9/7/10

A week away

So I was out of town for a week for work... I hate doing that. I miss Mini Me a lot and I feel uber guilty. I know it's really not rational, but it is what it is.

When I got home, it was decided that Mini Me needed a "dress up box" for when we do House Cleaning Dance Party and other shenanigans. Among other "incredible" (her word, not mine) finds at the local thrift store, she scored this "awesome" (again, her word) coat:


What can I say? My kid looks like her daddy and acts like me... except when she goes into Diva Mode (see above photo).

I happened to get photographic evidence of my genes in her the very next day:


'Atta girl! Notice my dog hoping she'll drop something - "Please drop something. PLEASE".

All in all, a fantastic weekend. Maybe I should go away more - she seems to enjoy my company much more when I get back.



8/14/10

Look out... I've been inspired

So here's the deal. I've been blogging on another personal blog for awhile but I have begun to find that less than stimulating. I was just blathering on about my workouts or my divorce and quite honestly, I'm boring myself.

I got inspiration from two hilarious blogs: Moms Who Drink and Swear and Dear Nicholas and Your Future Therapist. These two moms crack me up with their honesty and have made me want to do something similar. So this is it - How to fuck up your kid and live to pay for the therapy.

I am a recently-divorced mom to a 6 year old girlie-girl I call Mini Me. The name carries a double meaning; first, there are a lot of times she acts just. like. me. She is the embodiment of the curse of my mother ("I hope you have a daughter just like you"). Second, some heavy duty irony. She is the biggest, pinkest, most princessy girlie girl imaginable. I was a total tomboy. She's my polar opposite.

Her dad and I are both cops (as you may notice). I swear if she says she wants to be a cop, I will tie her up in the basement and subject her to water boarding until she changes her mind.

Once in a while she surprises me. She's lost two teeth as of today and she yanked them both herself with minimum drama (note the rusty needle nose pliers). Totally out of the ordinary.

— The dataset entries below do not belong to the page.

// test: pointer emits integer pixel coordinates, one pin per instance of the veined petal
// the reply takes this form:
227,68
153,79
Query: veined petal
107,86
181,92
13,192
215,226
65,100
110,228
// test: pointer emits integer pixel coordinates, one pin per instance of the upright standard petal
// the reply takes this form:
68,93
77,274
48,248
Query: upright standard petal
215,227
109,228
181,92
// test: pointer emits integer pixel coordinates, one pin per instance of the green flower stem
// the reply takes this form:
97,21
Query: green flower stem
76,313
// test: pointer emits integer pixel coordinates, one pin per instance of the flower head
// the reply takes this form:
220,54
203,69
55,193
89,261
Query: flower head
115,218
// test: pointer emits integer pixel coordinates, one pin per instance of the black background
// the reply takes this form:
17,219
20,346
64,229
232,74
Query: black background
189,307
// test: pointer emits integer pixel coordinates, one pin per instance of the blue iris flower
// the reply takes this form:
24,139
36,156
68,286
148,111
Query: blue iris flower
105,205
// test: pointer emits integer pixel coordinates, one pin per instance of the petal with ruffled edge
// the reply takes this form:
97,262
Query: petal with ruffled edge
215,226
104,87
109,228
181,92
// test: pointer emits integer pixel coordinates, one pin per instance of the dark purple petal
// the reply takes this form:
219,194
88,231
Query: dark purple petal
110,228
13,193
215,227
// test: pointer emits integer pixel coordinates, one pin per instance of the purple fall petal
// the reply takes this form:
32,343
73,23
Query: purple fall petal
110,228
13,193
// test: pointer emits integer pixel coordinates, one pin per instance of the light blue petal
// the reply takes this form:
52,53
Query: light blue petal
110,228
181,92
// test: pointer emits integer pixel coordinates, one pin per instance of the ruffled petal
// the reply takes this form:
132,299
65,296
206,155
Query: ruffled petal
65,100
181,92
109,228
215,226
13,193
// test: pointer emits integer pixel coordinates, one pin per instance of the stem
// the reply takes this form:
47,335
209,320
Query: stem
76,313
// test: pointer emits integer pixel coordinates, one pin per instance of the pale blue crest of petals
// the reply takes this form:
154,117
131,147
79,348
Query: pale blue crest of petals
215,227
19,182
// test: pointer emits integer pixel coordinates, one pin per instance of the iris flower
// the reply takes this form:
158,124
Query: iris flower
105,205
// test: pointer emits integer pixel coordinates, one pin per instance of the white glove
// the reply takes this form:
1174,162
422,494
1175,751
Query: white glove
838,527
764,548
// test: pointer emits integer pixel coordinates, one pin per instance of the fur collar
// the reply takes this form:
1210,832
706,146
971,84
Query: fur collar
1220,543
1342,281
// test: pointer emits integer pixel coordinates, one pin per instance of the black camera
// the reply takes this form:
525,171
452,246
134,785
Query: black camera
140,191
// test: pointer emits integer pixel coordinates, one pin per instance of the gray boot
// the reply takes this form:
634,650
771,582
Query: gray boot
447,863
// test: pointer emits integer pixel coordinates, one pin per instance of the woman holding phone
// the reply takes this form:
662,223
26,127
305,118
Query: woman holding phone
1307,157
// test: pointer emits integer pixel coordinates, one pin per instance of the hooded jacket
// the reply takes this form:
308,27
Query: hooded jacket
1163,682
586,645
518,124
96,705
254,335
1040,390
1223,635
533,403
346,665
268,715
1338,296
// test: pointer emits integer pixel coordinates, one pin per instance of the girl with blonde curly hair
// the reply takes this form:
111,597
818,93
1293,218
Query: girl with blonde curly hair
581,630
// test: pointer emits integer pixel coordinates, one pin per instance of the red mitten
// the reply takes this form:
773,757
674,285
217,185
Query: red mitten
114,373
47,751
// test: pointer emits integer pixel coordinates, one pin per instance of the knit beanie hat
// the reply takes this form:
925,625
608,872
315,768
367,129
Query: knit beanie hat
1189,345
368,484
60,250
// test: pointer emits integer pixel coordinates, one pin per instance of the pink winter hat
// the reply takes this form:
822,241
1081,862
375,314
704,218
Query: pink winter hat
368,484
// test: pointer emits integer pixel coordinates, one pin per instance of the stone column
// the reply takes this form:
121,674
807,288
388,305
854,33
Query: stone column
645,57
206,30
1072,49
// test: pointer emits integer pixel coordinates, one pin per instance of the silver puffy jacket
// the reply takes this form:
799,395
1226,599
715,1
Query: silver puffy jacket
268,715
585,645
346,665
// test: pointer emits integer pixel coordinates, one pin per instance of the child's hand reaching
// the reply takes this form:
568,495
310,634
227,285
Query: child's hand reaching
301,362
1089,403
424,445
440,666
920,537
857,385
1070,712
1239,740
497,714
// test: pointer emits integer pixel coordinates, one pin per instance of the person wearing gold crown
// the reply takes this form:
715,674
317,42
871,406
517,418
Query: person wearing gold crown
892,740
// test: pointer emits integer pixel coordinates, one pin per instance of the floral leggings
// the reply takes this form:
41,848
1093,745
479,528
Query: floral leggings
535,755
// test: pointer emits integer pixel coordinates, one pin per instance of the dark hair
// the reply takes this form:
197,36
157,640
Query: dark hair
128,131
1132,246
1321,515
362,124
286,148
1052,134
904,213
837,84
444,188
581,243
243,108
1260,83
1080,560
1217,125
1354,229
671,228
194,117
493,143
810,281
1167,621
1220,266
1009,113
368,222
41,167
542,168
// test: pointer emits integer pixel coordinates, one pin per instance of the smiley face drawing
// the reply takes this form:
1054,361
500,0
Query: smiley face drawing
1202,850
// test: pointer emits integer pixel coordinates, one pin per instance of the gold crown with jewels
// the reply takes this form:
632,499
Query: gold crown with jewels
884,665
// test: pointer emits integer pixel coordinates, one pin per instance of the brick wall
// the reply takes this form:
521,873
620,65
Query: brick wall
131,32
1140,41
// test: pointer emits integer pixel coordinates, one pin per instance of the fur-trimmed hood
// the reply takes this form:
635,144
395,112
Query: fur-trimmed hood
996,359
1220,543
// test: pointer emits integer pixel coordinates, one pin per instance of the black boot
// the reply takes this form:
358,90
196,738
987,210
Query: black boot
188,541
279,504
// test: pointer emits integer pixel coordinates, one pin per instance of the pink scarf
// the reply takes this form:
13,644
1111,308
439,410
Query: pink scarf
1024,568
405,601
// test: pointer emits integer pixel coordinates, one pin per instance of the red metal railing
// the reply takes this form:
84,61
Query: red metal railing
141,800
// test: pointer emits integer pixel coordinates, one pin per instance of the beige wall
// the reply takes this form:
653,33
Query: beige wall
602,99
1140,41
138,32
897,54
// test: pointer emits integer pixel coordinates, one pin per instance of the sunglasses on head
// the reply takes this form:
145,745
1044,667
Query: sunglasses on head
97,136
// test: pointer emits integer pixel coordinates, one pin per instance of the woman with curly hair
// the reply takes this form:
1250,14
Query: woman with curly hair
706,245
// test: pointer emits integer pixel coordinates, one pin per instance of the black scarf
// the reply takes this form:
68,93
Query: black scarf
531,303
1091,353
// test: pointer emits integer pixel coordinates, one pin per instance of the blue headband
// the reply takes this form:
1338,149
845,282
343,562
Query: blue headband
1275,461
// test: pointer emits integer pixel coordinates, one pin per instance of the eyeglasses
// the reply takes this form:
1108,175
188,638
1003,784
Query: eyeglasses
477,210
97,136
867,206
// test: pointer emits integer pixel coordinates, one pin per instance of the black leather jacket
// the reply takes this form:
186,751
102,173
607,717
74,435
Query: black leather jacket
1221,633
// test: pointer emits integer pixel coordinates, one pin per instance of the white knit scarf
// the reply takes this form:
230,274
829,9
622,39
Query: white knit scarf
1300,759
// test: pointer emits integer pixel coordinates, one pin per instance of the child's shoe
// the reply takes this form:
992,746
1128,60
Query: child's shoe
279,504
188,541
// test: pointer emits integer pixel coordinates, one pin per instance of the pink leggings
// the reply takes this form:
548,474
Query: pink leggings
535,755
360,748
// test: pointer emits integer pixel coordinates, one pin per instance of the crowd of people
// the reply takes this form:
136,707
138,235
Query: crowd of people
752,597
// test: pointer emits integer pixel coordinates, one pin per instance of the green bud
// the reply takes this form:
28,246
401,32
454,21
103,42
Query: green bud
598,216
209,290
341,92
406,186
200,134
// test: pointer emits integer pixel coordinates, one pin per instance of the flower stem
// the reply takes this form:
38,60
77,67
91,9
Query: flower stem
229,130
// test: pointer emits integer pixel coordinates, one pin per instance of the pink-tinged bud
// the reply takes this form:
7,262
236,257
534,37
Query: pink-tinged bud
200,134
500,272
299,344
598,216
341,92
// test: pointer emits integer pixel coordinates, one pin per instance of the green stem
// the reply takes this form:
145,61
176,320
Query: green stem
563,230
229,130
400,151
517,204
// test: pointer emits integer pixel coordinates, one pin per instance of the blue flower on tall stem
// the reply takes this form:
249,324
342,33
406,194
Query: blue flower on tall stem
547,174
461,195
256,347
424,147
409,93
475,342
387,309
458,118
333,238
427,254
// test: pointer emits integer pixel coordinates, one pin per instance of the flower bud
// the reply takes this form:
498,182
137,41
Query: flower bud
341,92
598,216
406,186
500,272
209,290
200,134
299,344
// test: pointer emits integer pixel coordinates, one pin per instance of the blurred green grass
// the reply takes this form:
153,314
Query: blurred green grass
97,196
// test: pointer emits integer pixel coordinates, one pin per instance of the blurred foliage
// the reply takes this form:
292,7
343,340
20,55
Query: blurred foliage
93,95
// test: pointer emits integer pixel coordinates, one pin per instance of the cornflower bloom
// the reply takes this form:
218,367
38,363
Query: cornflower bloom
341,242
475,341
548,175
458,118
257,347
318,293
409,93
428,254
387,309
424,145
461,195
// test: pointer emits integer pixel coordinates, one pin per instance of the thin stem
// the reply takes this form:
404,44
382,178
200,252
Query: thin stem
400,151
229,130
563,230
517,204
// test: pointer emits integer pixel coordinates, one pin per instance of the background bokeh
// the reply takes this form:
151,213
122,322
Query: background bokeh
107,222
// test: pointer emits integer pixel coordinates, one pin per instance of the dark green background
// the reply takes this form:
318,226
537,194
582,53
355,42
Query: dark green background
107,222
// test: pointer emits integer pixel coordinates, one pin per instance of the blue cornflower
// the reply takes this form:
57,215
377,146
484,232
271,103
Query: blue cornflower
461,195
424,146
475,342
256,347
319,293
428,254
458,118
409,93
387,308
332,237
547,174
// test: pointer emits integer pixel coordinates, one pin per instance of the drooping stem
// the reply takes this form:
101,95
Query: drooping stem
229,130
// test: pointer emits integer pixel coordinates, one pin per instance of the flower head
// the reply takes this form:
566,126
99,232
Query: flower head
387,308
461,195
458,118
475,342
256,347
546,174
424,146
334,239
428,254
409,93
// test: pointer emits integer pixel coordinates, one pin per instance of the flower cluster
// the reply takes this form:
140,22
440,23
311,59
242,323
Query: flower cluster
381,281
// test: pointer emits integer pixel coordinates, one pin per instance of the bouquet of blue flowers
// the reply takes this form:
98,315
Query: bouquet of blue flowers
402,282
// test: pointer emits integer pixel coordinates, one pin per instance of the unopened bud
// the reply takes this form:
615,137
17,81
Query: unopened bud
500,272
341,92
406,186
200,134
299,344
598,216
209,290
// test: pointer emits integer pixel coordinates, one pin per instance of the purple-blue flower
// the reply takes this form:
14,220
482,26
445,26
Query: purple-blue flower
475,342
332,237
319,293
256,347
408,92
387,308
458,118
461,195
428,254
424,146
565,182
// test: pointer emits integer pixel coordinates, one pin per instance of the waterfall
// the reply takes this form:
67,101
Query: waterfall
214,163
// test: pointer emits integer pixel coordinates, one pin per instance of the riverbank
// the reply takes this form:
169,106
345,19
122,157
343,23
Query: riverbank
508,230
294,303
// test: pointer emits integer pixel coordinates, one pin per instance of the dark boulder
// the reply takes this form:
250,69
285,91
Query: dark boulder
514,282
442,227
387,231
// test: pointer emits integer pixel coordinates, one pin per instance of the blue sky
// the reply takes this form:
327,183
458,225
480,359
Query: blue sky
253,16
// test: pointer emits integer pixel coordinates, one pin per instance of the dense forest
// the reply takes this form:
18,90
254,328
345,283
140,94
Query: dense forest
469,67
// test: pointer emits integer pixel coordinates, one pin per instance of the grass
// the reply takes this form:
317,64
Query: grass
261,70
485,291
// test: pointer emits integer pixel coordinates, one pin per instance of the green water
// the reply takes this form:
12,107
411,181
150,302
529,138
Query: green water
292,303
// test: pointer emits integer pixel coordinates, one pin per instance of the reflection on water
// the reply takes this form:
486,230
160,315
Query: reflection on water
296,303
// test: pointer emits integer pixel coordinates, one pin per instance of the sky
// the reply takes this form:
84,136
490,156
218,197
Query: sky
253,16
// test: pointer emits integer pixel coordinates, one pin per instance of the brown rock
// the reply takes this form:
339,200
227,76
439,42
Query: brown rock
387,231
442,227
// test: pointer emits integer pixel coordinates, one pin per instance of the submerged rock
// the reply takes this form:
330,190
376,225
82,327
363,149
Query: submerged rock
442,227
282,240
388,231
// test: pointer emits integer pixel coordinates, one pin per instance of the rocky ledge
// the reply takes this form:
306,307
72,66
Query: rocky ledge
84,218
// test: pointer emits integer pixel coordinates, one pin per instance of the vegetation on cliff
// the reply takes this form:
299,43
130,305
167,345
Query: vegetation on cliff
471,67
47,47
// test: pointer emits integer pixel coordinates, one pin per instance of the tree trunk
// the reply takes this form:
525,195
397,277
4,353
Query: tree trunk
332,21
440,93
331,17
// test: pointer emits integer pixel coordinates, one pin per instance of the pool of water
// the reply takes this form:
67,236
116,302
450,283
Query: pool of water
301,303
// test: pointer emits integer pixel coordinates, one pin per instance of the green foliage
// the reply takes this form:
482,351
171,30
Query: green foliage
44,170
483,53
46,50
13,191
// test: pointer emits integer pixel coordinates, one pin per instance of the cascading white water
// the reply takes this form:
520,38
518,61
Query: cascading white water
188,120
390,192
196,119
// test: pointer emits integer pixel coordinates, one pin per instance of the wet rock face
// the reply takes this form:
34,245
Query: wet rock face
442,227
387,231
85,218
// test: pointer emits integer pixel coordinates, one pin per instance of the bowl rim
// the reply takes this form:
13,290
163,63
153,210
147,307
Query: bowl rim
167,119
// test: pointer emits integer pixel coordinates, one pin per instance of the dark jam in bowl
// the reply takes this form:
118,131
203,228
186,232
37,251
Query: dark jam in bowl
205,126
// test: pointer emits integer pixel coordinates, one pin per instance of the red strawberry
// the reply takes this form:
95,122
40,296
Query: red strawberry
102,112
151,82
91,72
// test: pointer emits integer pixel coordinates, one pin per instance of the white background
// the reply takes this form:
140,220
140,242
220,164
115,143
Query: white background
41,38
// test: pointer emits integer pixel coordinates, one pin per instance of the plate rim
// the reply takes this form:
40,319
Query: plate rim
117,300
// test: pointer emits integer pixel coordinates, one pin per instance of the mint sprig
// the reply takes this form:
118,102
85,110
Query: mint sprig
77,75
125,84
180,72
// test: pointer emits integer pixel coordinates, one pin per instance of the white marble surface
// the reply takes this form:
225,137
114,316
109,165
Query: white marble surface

She's usually up for crazy shit, like last Halloween when she wanted to be a Roller Derby Girl. Worked out fantastically - she just used my gear. This year she says she wants to be Lady GaGa. I also got her on a "big kid" roller coaster (one of my favorites). After screaming bloody murder the whole way, she begged me to go again.
Truthfully, she's the reason I get up in the morning and I love her with everything I am. I wouldn't trade her for anything. She's an amazing little creature that shocks me with her intelligence and creativity. She tells me she loves me unsolicited and is a gentle, loving little girl.

Then there are the days that we are cats and dogs, Wile E. Coyote and the Road Runner, Israel and Palestine. Nothing I say or do is right and we teeter on the brink of World War III, and those days are what this blog is all about.